The Path to Enlightenment
Close to 2,500 years ago, Prince Siddharta Gautama was given birth in what’s currently called Lumbini in Nepal. He was born a prince and his birth had been heralded with many special conditions that suggested a future of greatness. The prince’s father went to a wiseman that lived within the kingdom for guidance concerning his boy. The sage man believed that the prince, Siddharta Gautama, might either follow in his father’s footsteps and turn out to be a great king or he might become a spiritual leader.
In hopes that his son should become his heir, the king did his best to separate the prince from those activities that might encourage him towards a spiritual life. The prince was surrounded by comfort and excess, so many benefits that his royal placement could offer. Siddharta Gautama proved to be a brilliant student and outstanding sportsman. He wed a lovely woman whom he loved and they bore a child.
At the age of 29, the prince determined that the world around him was much more complicated than what he encountered in the walls of his palace. Out and about amongst the people of the kingdom, he observed reality: sickness, old-age and death.
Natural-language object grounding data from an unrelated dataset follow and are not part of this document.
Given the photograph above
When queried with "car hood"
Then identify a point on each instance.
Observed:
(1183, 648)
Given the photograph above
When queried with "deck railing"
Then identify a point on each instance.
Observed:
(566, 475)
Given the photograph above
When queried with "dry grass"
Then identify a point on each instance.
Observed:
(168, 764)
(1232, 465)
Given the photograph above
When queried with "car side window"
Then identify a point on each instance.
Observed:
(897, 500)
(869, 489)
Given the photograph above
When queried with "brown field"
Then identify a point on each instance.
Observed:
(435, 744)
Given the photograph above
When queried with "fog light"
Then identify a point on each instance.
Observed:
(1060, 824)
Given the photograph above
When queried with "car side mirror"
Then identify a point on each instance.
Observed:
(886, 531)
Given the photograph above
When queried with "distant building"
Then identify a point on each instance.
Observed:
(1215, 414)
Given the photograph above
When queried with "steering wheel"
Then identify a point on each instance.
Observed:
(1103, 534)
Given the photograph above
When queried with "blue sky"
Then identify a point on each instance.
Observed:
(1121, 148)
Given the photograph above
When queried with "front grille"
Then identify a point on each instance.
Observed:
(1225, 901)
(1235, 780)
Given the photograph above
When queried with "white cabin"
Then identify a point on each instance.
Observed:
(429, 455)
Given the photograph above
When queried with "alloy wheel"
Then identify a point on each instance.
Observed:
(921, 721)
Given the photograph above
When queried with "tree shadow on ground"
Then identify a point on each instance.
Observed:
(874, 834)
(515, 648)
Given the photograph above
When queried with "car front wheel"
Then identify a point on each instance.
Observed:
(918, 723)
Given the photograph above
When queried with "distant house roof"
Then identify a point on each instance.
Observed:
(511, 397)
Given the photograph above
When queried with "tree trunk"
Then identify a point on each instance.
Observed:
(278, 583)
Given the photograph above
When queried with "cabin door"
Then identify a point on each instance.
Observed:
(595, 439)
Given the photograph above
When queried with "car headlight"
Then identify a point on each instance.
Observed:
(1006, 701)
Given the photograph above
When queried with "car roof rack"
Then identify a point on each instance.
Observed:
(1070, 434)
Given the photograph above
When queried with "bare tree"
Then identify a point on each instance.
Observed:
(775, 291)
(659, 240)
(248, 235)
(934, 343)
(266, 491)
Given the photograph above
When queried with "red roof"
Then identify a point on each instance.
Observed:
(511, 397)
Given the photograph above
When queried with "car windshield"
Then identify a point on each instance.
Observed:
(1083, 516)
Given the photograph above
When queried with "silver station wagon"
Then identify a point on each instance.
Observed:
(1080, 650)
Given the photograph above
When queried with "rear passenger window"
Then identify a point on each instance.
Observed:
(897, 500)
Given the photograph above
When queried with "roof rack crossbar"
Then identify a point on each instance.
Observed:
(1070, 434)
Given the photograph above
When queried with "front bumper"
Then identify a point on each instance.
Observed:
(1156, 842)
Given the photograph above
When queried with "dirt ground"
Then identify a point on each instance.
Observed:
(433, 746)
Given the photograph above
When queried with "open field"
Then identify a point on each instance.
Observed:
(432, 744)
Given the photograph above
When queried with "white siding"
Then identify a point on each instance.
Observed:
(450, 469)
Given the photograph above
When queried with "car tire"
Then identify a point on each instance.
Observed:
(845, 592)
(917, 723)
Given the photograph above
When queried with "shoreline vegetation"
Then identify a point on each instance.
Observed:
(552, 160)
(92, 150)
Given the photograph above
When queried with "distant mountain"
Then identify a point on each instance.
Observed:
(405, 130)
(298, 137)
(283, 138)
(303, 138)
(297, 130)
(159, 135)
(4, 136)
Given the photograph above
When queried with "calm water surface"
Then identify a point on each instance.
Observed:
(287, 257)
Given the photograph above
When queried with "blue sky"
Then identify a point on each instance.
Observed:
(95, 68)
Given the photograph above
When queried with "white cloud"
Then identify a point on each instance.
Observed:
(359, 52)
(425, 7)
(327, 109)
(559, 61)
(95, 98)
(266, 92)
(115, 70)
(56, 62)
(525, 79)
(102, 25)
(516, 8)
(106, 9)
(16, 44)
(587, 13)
The great shock of this finding left the youthful prince shaken. He made the decision then to dedicate himself to ending the suffering. Leaving behind his wife and child, the prince forsaked his worldly property and embarked on a spiritual journey.
Guatama commenced a course of study with numerous instructors to master their practices. With the aid of Alara Kalama, he soon started to understand meditation and discovered an exalted form called absorption. This permitted him to accomplish a state of nothingness where there was no moral or cognitive dimension. Although this was helpful it was clear to the past prince that it wouldn’t eliminate the suffering he had seen. Guatama continued his hunt for others who could help him on his spiritual voyage. Udraka Ramputra, aided Gautama to perceive a state of neither perception or non-perception, but this to wasn’t just what he was searching for. The next step in his quest led Gautama to Uruvilva in Northern India. It was there he chose an ascetic way, surviving a life of deprivation for nearly 6 years. This just led to the degradation of his entire body, weakness and self-destruction. Although it cost him his five followers, Gautama ended this ascetic way of life.
The end of this spiritual journey looked as far away as ever, so the Buddha sat down under a Bodhi tree and proclaimed that “flesh may wither, blood may dry up, but I shall not rise from the spot until Enlightenment has been one.” After forty days and nights of thought and meditation, the Buddha at last attained Enlightenment.
It’s the Buddhist understanding that at that time he attained a state of being that exceeds anything else in the universe. Each of our normal experiences are based on preconceptions and circumstances: how we were raised, our ordeals, flaws and shortcomings. Enlightenment is a state in which the complicated inner workings of existence become apparent and the cause of man’s suffering identified.
For the next 45 years, the Buddha moved through much of what’s now north India. He taught the way of Enlightenment to all that desired to understand. This instruction had become referred to as the dharma or “the teaching of the enlightened one.    The Buddha accepted many disciples that in turn achieved their own Enlightenment and so they trained others.
Buddhists believe that Buddha accomplished a state of existence that goes beyond everthing else in the world. If normal experience is based on conditions – childhood, psychology, views, awareness, and so on – Enlightenment is Unconditioned. It was a state when the Buddha acquired insight into the deepest workings of existence and therefore, into the cause of human suffering, the problem that had set Him on His spiritual quest originally.
The Buddha statue we often see doesn not represent a god and would not look at himself as a divine person. He was just a human that endeavored to transform himself through self reflection and meditation. Buddhists view him as an ideal and his quest as a guide that could direct them on the path to enlightenment. Most homes that practice Buddhism will display some type of Buddha decor like a statue of Buddha, but this is intended to remind them of their own spiritual journey.